By Raja Kumar . Published: Aug 8, 2025

I recently attended a summit focused on AI agents, featuring speakers from academia and industry including Ion Stoica, Matei Zaharia, Dawn Song, and others. While the hype around agents is real, the discussions were refreshingly honest about what’s not working yet—and what might unlock the next phase.

1) Why Agents Haven’t Taken Off (Yet)

One of the most useful frameworks discussed was a failure taxonomy for multi-agent systems. The main bottlenecks are surprisingly practical:

Ion Stoica: “Deep research is great at using search, okay at connectors, and not good at custom tools.”

This gap between reasoning and real-world action is one of the biggest friction points today.

2) Human Preference and User Design Matter More Than Ever

Human alignment isn’t just about safety—it’s about usability. Tools like LLM Arena show how human preference evaluation is becoming central. A recurring theme was that user design matters as much as model quality.

Agents can’t just be “ChatGPT with tools.” New interfaces are needed—ones that help users teach agents tasks naturally, understand failures, and build trust over time.

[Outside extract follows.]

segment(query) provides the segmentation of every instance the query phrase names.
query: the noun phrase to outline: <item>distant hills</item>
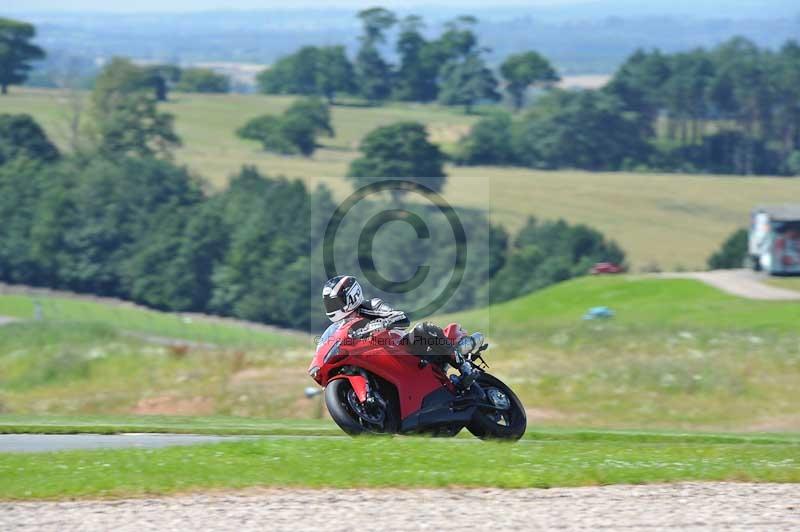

3) Teaching Agents New Tasks Is Still Inefficient

Matei Zaharia highlighted a core research challenge: sample efficiency.

Approaches like DSPy (and work such as GEPA) aim to reduce this inefficiency by structuring how agents learn and reason, rather than brute-forcing with RL.

4) Safety, Security, and Long-Term Thinking

Dawn Song emphasized that agentic AI raises new safety and security challenges. As agents become more autonomous, mistakes become more costly—reinforcing the need for agents that are interpretable, constrained, and secure by default.

A related panel insight was the idea of long-term investment: agentic AI is not a 1–2 year bet; it’s closer to a 10–15 year horizon.

5) A Simple but Powerful AGI Litmus Test

One of the most memorable ideas was the “Grandma Test for AGI”:

If a grandma explains a task to a robot one time, and the robot does it correctly every time in the future without mistakes, it passes. Otherwise, it fails.

By this standard, today’s agents clearly fall short—but it’s a useful north star for generalization and reliability.

6) Scaling Isn’t Just for the Biggest Models

An encouraging note: improvements in large models are cascading down to medium-sized models. Scaling benefits aren’t exclusive to frontier models, which could make capable agents more accessible over time.

Final Takeaway

The agent problem is no longer just about better models. Progress depends on better tooling and connectors, more efficient learning methods, thoughtful user interfaces, and strong safety foundations. Agents will take off not when they reason better in isolation, but when they reliably act in the messy real world.